Dinukil dari Kitab Al Busyro, yang ditulis Sayyid Muhammad bin Alwi Al Maliky al Hasani. Beliau menuliskan dan mengisahkan istri pertama Rasulullah SAW. Dia adalah Khadijah binti Khuwailid bin Asad bin Abdul Uzza bin Qushay al-Quraisyiah al-Asadiyah. Ibunya bernama Fatimah binti Zaidah bin Jundub.
Khadijah radhiallahu ‘anha dilahirkan di Mekah tahun 68 sebelum hijrah. Ia berasal dari keluarga bangsawan Quraisy. Khadijah di didik dengan akhlak mulia dan terhormat sebagai seorang wanita. Sehingga tumbuhlah ia dengan karakter yang kuat, cerdas, dan selalu menjaga kehormatan.
Nasab Khadijah bertemu dengan nasab Nabi SAW pada kakek kelima, Qushay. Ia adalah wanita pertama yang dinikahi oleh Nabi Muhammad SAW. Orang pertama yang menerima dakwah Islam. Dan wanita yang paling dicintai oleh Rasulullah SAW.
Khadijah adalah orang yang pertama kali beriman kepada Allah SWT dan kenabian Muhammad SAW. Khadijah Orang juga sangat berjasa besar bagi perjalanan dakwah Rasulullah SAW dan penyebaran agama Islam.
Khadijah wafat pada hari kesebelas di bulan Ramadlan tahun kesepuluh kenabian, tiga tahun sebelum Rasulullah SAW hijrah ke Madinah. Ia wafat dalam usia 65 tahun, saat usia Rasulullah SAW sekitar 50 tahun.
Diriwayatkan, ketika Khadijah sakit menjelang ajal, ia berkata kepada Rasululllah SAW, “Aku memohon maaf kepadamu, Ya Rasulullah, kalau aku sebagai istrimu belum berbakti kepadamu”. “Jauh dari itu ya Khadijah.

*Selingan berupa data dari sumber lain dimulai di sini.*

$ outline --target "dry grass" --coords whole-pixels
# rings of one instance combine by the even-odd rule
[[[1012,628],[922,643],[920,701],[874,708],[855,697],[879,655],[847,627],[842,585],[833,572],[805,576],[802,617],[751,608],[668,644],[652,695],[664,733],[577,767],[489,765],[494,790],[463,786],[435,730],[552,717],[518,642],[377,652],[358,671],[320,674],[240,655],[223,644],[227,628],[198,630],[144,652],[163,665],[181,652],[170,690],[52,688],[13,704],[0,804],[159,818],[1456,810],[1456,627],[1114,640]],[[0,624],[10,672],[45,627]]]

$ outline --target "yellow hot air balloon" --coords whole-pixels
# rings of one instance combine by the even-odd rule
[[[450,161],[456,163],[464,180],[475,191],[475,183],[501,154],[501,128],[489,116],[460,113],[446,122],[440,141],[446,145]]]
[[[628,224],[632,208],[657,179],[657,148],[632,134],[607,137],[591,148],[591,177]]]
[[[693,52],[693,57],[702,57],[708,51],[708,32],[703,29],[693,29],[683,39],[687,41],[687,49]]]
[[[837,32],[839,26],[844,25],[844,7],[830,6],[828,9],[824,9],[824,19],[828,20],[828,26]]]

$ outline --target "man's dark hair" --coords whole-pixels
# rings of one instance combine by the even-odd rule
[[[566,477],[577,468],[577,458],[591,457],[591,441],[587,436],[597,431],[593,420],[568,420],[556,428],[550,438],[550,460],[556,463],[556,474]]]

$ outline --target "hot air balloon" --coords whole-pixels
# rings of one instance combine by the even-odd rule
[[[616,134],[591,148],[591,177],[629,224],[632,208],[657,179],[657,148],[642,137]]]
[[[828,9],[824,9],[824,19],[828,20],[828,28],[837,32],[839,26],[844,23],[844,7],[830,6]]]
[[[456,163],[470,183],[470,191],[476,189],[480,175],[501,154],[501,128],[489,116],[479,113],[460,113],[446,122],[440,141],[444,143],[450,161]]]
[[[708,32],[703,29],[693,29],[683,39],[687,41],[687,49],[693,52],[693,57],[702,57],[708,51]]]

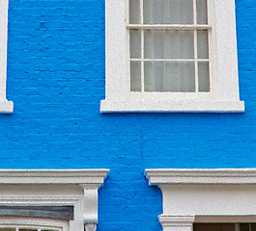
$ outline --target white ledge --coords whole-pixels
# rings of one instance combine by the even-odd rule
[[[243,113],[243,101],[101,100],[100,113]]]
[[[0,101],[0,114],[12,114],[14,103],[12,101]]]
[[[109,169],[0,169],[1,184],[79,184],[100,187]]]
[[[256,184],[256,168],[146,169],[150,185]]]

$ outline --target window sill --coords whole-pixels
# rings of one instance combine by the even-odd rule
[[[243,101],[101,100],[100,113],[243,113]]]
[[[14,112],[14,102],[0,101],[0,114],[12,114]]]

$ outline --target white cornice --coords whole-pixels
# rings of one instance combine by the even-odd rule
[[[1,184],[79,184],[100,187],[109,169],[0,169]]]
[[[255,184],[256,168],[146,169],[150,185],[160,184]]]
[[[72,205],[76,216],[70,221],[70,231],[84,230],[83,223],[86,231],[91,231],[96,229],[98,223],[98,190],[108,173],[109,169],[104,168],[0,169],[0,186],[4,189],[0,191],[0,204]],[[26,192],[22,194],[19,191],[24,189],[24,184]],[[9,185],[12,187],[6,187]],[[33,187],[35,185],[43,187],[37,192]],[[60,185],[62,187],[55,187]],[[77,186],[83,191],[77,191]],[[52,191],[52,188],[55,190]]]

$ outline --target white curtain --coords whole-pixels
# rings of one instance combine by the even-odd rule
[[[197,0],[197,22],[207,24],[207,0]],[[129,1],[129,23],[140,24],[140,1]],[[193,0],[144,0],[144,24],[193,24]],[[145,91],[195,91],[193,30],[144,30]],[[141,59],[141,32],[130,30],[130,59]],[[209,59],[208,31],[197,31],[197,59]],[[158,61],[153,61],[158,59]],[[172,59],[176,61],[159,61]],[[178,59],[192,61],[178,62]],[[209,91],[209,63],[198,63],[199,91]],[[141,62],[130,62],[132,91],[141,90]]]

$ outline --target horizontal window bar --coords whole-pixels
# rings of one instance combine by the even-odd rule
[[[128,29],[140,29],[140,30],[210,30],[209,25],[128,25]]]
[[[208,59],[129,59],[130,61],[144,62],[209,62]]]

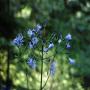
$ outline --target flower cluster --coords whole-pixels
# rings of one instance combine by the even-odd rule
[[[23,35],[20,33],[16,36],[16,38],[12,41],[12,44],[13,45],[16,45],[16,46],[21,46],[23,45]]]
[[[53,47],[54,47],[54,44],[50,43],[47,48],[45,48],[45,47],[43,48],[43,51],[48,52],[48,50],[52,49]]]
[[[50,75],[53,76],[55,74],[55,71],[56,71],[56,62],[53,61],[51,62],[51,65],[50,65]]]
[[[33,58],[29,58],[27,63],[32,69],[36,68],[36,61]]]
[[[28,47],[30,49],[33,49],[34,47],[36,47],[36,45],[38,44],[39,40],[42,40],[41,37],[39,37],[39,35],[42,34],[42,31],[43,31],[43,26],[40,25],[40,24],[37,24],[36,27],[34,29],[28,29],[27,30],[27,36],[29,38],[29,41],[28,41]],[[52,41],[54,41],[54,39],[58,42],[58,44],[60,44],[63,39],[62,39],[62,34],[60,33],[59,34],[59,37],[58,35],[56,35],[55,33],[52,34],[52,37],[51,37],[51,40],[49,40],[50,42],[47,42],[48,45],[47,47],[45,47],[45,42],[42,40],[42,42],[44,43],[40,43],[41,45],[43,45],[43,50],[42,52],[48,52],[49,50],[51,50],[52,48],[54,48],[54,43]],[[66,41],[66,48],[69,50],[71,48],[71,45],[70,45],[70,41],[72,40],[72,36],[70,33],[68,33],[66,36],[65,36],[65,41]],[[24,44],[24,37],[23,35],[20,33],[18,34],[15,39],[13,40],[13,45],[16,45],[16,46],[22,46]],[[34,49],[33,49],[34,50]],[[75,64],[75,60],[72,59],[72,58],[69,58],[69,63],[70,64]],[[35,69],[36,68],[36,60],[32,57],[30,57],[27,61],[27,64],[32,68],[32,69]],[[56,71],[56,62],[55,61],[52,61],[51,64],[50,64],[50,75],[53,76],[54,73]]]
[[[72,40],[71,34],[68,33],[68,34],[66,35],[65,39],[66,39],[66,41],[67,41],[67,43],[66,43],[66,48],[67,48],[67,49],[70,49],[70,48],[71,48],[70,40]]]

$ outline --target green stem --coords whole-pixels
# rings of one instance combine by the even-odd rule
[[[42,59],[41,59],[41,83],[40,83],[40,90],[42,90],[42,74],[43,74],[43,44],[42,44]]]

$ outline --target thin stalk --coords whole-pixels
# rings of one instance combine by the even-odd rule
[[[41,59],[41,83],[40,83],[40,90],[42,90],[42,74],[43,74],[43,44],[42,44],[42,59]]]

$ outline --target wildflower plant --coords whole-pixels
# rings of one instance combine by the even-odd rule
[[[47,40],[44,36],[46,23],[44,24],[37,24],[35,28],[28,29],[25,33],[27,35],[24,36],[24,34],[18,34],[16,38],[13,39],[12,44],[20,49],[20,47],[25,47],[24,51],[21,51],[22,53],[25,52],[26,49],[29,49],[32,51],[32,54],[28,56],[28,59],[25,62],[26,66],[29,66],[31,69],[36,69],[38,67],[37,62],[41,62],[40,66],[40,90],[43,90],[44,87],[47,84],[48,78],[51,76],[54,77],[54,74],[56,72],[57,67],[57,61],[55,60],[55,56],[57,54],[57,49],[52,56],[48,56],[48,52],[51,51],[53,48],[60,47],[60,44],[65,41],[65,47],[67,50],[71,48],[70,41],[72,40],[72,36],[70,33],[68,33],[66,36],[62,36],[61,33],[52,33],[50,38]],[[22,47],[22,48],[23,48]],[[38,49],[40,53],[40,58],[37,60],[37,56],[34,55],[34,51]],[[23,49],[22,49],[23,50]],[[53,57],[53,58],[52,58]],[[20,58],[20,56],[19,56]],[[75,64],[75,60],[68,58],[68,61],[70,64]],[[48,69],[48,77],[43,84],[43,65],[49,63],[49,69]],[[47,64],[46,64],[47,65]]]

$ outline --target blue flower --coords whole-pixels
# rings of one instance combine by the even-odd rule
[[[33,43],[29,42],[29,48],[33,48]]]
[[[48,52],[48,48],[45,48],[45,47],[44,47],[44,48],[43,48],[43,51],[44,51],[44,52]]]
[[[35,28],[36,32],[40,32],[41,29],[42,29],[42,26],[40,24],[37,24]]]
[[[31,39],[31,41],[29,42],[29,48],[34,48],[37,43],[38,43],[38,38],[37,37],[33,37]]]
[[[12,43],[16,46],[21,46],[23,45],[23,42],[23,35],[20,33],[16,36]]]
[[[66,44],[66,48],[67,49],[70,49],[71,48],[71,45],[69,43]]]
[[[56,71],[56,62],[53,61],[50,65],[50,75],[53,76],[55,74]]]
[[[48,46],[48,49],[51,49],[54,47],[54,44],[53,43],[50,43],[49,46]]]
[[[29,58],[27,63],[32,69],[36,68],[36,61],[33,58]]]
[[[33,45],[36,45],[38,43],[38,38],[37,37],[33,37],[31,39],[31,42],[32,42]]]
[[[70,63],[70,64],[75,64],[75,60],[72,59],[72,58],[69,58],[69,63]]]
[[[68,41],[69,41],[69,40],[71,40],[71,39],[72,39],[71,34],[70,34],[70,33],[68,33],[68,34],[66,35],[65,39],[66,39],[66,40],[68,40]]]
[[[34,33],[33,30],[31,30],[31,29],[29,29],[29,30],[27,31],[27,34],[28,34],[29,37],[35,36],[35,33]]]

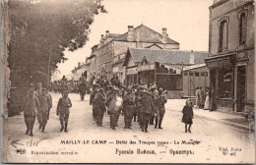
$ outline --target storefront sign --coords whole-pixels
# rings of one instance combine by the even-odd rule
[[[134,75],[137,73],[138,73],[137,68],[131,68],[127,70],[127,75]]]

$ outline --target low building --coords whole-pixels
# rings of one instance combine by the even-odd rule
[[[78,67],[75,67],[74,70],[71,71],[71,75],[69,76],[72,81],[79,81],[82,76],[87,77],[87,64],[86,63],[78,63]]]
[[[180,98],[184,67],[203,64],[208,57],[203,51],[179,51],[149,48],[129,48],[125,60],[125,83],[156,82],[158,87],[168,90],[168,98]]]
[[[196,87],[209,86],[209,69],[206,64],[198,64],[183,68],[182,71],[183,97],[196,95]]]
[[[254,0],[215,0],[210,7],[206,65],[218,111],[254,111]]]

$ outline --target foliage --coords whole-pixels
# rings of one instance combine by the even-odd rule
[[[11,71],[47,82],[49,71],[67,60],[64,50],[87,43],[90,25],[99,12],[106,12],[101,0],[10,0]]]

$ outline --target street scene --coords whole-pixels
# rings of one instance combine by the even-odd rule
[[[96,122],[93,120],[93,109],[89,105],[90,97],[85,96],[85,100],[81,101],[78,94],[71,93],[69,97],[73,101],[74,106],[70,112],[69,133],[59,133],[60,124],[58,117],[56,116],[56,106],[58,98],[61,97],[60,93],[52,93],[53,108],[50,111],[50,119],[48,121],[45,133],[41,133],[38,130],[38,123],[34,124],[34,137],[30,138],[25,135],[24,119],[23,116],[16,116],[9,118],[9,141],[18,142],[9,145],[10,159],[17,162],[37,162],[41,163],[45,161],[45,154],[24,156],[23,154],[13,154],[17,148],[26,148],[27,152],[37,151],[77,151],[78,155],[65,155],[61,158],[59,155],[51,155],[51,162],[85,162],[92,157],[100,157],[100,160],[96,159],[92,162],[124,162],[130,159],[131,162],[217,162],[227,163],[236,162],[240,159],[240,163],[250,161],[250,159],[242,152],[237,152],[235,156],[230,156],[231,150],[228,155],[224,155],[223,151],[220,151],[219,147],[231,147],[242,148],[242,150],[248,151],[248,153],[254,152],[254,146],[248,145],[253,143],[254,135],[249,135],[247,131],[238,129],[237,127],[230,127],[219,121],[215,121],[212,114],[215,112],[209,112],[208,116],[200,116],[201,111],[195,110],[195,117],[193,120],[193,126],[191,128],[192,133],[188,134],[184,132],[184,124],[181,123],[182,118],[182,105],[185,104],[185,100],[168,100],[166,105],[166,114],[162,122],[162,130],[155,129],[154,125],[149,126],[149,133],[145,134],[141,132],[139,124],[132,122],[132,130],[124,129],[124,117],[121,115],[116,130],[110,130],[109,115],[103,116],[103,127],[96,127]],[[178,102],[175,103],[175,102]],[[229,119],[235,117],[228,116]],[[225,116],[225,118],[228,118]],[[237,117],[236,117],[237,118]],[[239,118],[238,118],[239,119]],[[220,129],[222,128],[222,129]],[[100,133],[100,134],[99,134]],[[19,135],[19,136],[18,136]],[[230,137],[232,139],[230,140]],[[106,140],[106,144],[77,144],[77,140]],[[198,144],[183,144],[175,145],[175,141],[193,140]],[[69,140],[70,144],[60,144],[61,140]],[[73,140],[73,141],[71,141]],[[142,140],[142,141],[168,141],[169,144],[116,144],[116,140]],[[37,145],[33,142],[38,142]],[[24,147],[29,142],[29,146]],[[113,142],[113,143],[110,143]],[[170,143],[172,142],[172,143]],[[21,144],[17,144],[21,143]],[[32,145],[32,146],[30,146]],[[50,146],[50,147],[49,147]],[[137,148],[156,150],[156,155],[141,154],[140,156],[131,154],[116,153],[116,148],[120,150],[133,149],[135,152]],[[169,150],[173,149],[192,149],[195,155],[200,155],[200,158],[195,155],[171,155]],[[162,152],[162,153],[161,153]],[[104,155],[102,156],[102,153]],[[113,159],[109,161],[109,156]],[[234,159],[235,157],[235,159]],[[145,161],[145,159],[149,159]],[[248,159],[247,159],[248,158]],[[136,159],[136,160],[135,160]],[[36,160],[36,161],[34,161]]]
[[[2,8],[3,163],[255,163],[253,0]]]

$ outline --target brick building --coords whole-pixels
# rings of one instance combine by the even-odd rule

Engkau telah mendukung dawah Islam sepenuhnya,” jawab Rasulullah SAW.
Kemudian Khadijah memanggil Fatimah Azzahra dan berbisik, “Fatimah putriku, aku yakin ajalku segera tiba, yang kutakutkan adalah siksa kubur. Tolong mintakan kepada ayahmu, aku malu dan takut memintanya sendiri, agar beliau memberikan sorbannya yang biasa untuk menerima wahyu agar dijadikan kain kafanku”.
Mendengar itu Rasulullah berkata, “Wahai Khadijah, Allah SWT menitipkan salam kepadamu, dan telah dipersiapkan tempat untukmu di surga”. Ummul mukminin, Khadijah pun kemudian menghembuskan nafas terakhirnya dipangkuan Rasulullah.
Didekapnya istrinya tercinta itu dengan perasaan pilu yang teramat sangat. Tumpahlah air mata mulia Rasulullah SAW dan semua orang yang ada disitu. Saat itu Malaikat Jibril turun dari langit dengan mengucap salam dan membawa lima kain kafan.
Rasulullah SAW menjawab salam Jibril dan kemudian bertanya, “Untuk siapa sajakah kain kafan itu, ya Jibril?”. “Kafan ini untuk Khadijah, untuk engkau ya Rasulullah, untuk Fatimah, Ali dan Hasan,” jawab Jibril.
Jibril berhenti berkata dan kemudian menangis. Rasulullah SAW bertanya, “Kenapa, ya Jibril?”. “Cucumu yang satu, Husain tidak memiliki kafan, dia akan dibantai dan tergeletak tanpa kafan dan tak dimandikan,” sahut Jibril.
Rasulullah SAW berkata di dekat jasad Khadijah, “Wahai Khadijah istriku sayang, demi Allah, aku takkan pernah bisa mendapatkan istri sepertimu. Pengabdianmu kepada Islam dan diriku sungguh luar biasa. Allah Maha Mengetahui semua amalmu”.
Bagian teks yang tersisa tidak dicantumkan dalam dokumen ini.